IT appears even something as seemingly innocent as family friendly video game Pokémon Go is not safe from the antagonistic ire of the Westboro Baptist Church.

In the game - which surpassed the dating app Tinder in most daily active users and is on its way to overtaking Twitter - users wander about their locales, visiting tagged landmarks to find Pokémon of their own.

One user noticed that the Westboro Baptist Church, based in Topeka, Kansas, was tagged as a "gym" - or a location where Pokémon trainers can claim as their own.
 

In this instance, the trainer called "Pinknose" claimed the church - notorious for its vicious protests against the LGBTQ community - for a pink "clefairy" named LoveisLove.

The church responded to the stunt via Twitter, employing images from Pokémon to spread its anti-LGBTQ message.
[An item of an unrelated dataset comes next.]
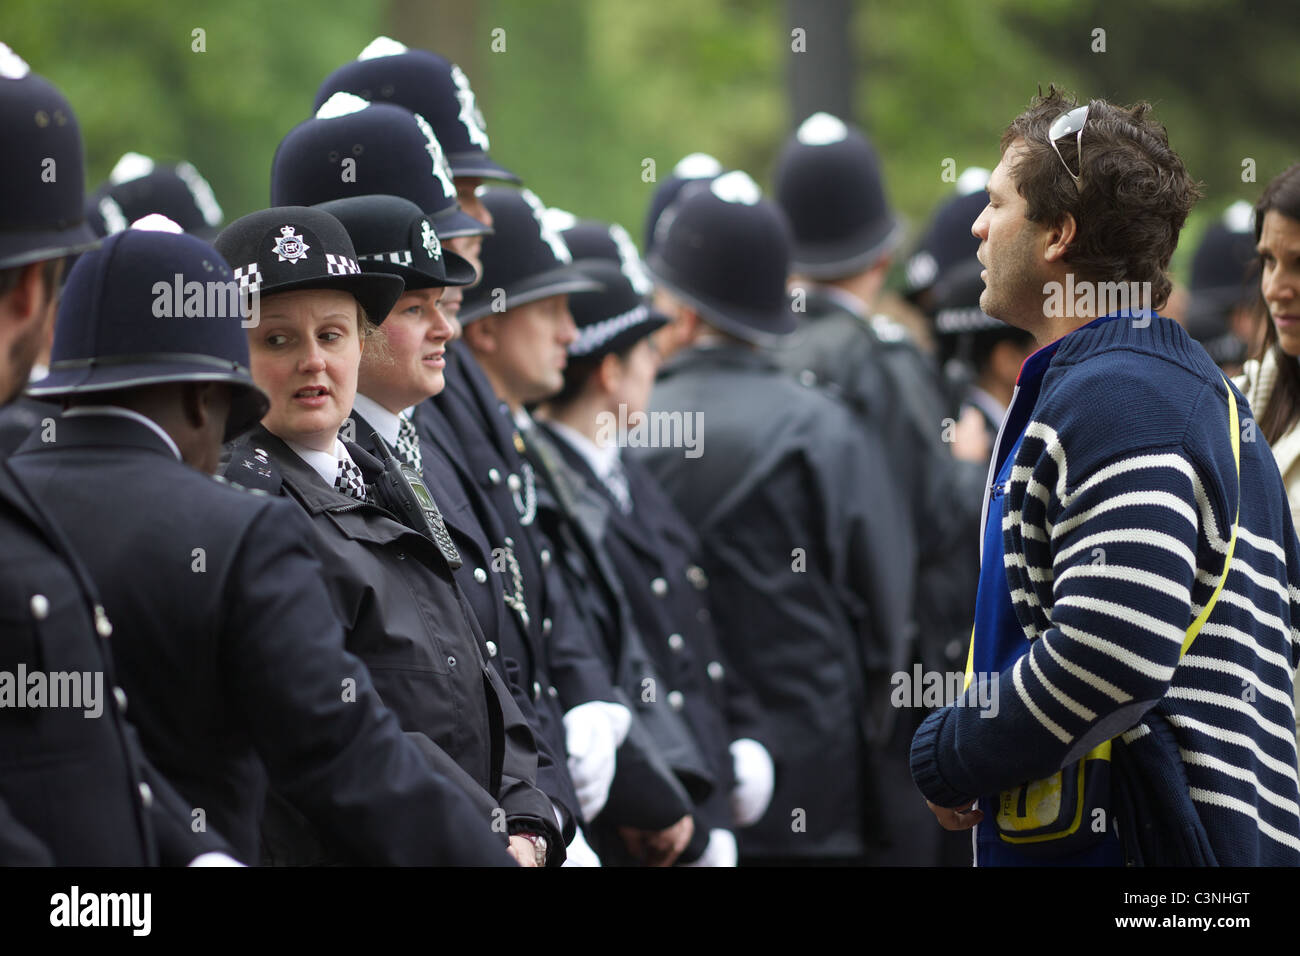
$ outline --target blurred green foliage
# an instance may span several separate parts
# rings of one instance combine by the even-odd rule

"We recruited Jigglypuff to deal with the sodomite loveislove Clefairy for us," the WBC tweeted.

 

Church elder Steve Drain told USA Today that the church uses whatever tools they can to get their message across - even if that instrument may be a false idol.

"We try to speak whatever language is being spoken," Drain said.

"This little church, as despised and vilified as we are, the location of this church will be memorialised throughout eternity," he added. "We're willing by God's grace to say that homosexuality is wrong, and that's what we've been known for, even though we preach the whole counsel of God."
 


Nonetheless, the church still condemned the game on its Twitter page.

"EVERYTHING, real or virtual, enables proud sin in america," the church wrote. "That's a sign of DOOM! #PokemonGo."

The Southern Poverty Law Center lists the WBC on its list of extremist groups.

"Westboro Baptist Church is arguably the most obnoxious and rabid hate group in America," the SPLC profile of the church reads.

They add: "According to the group, America has damned itself through its tolerance of homosexuality, and God is punishing the country by inflicting tragedies on its citizens."

Most recently, the group planned to protest the funerals of victims of the mass shooting at an LGBTQ nightclub in Orlando.

Their efforts were blocked, however, when a group of counter-protesters donned in massive angel wings blocked the picketers from the view of mourning families.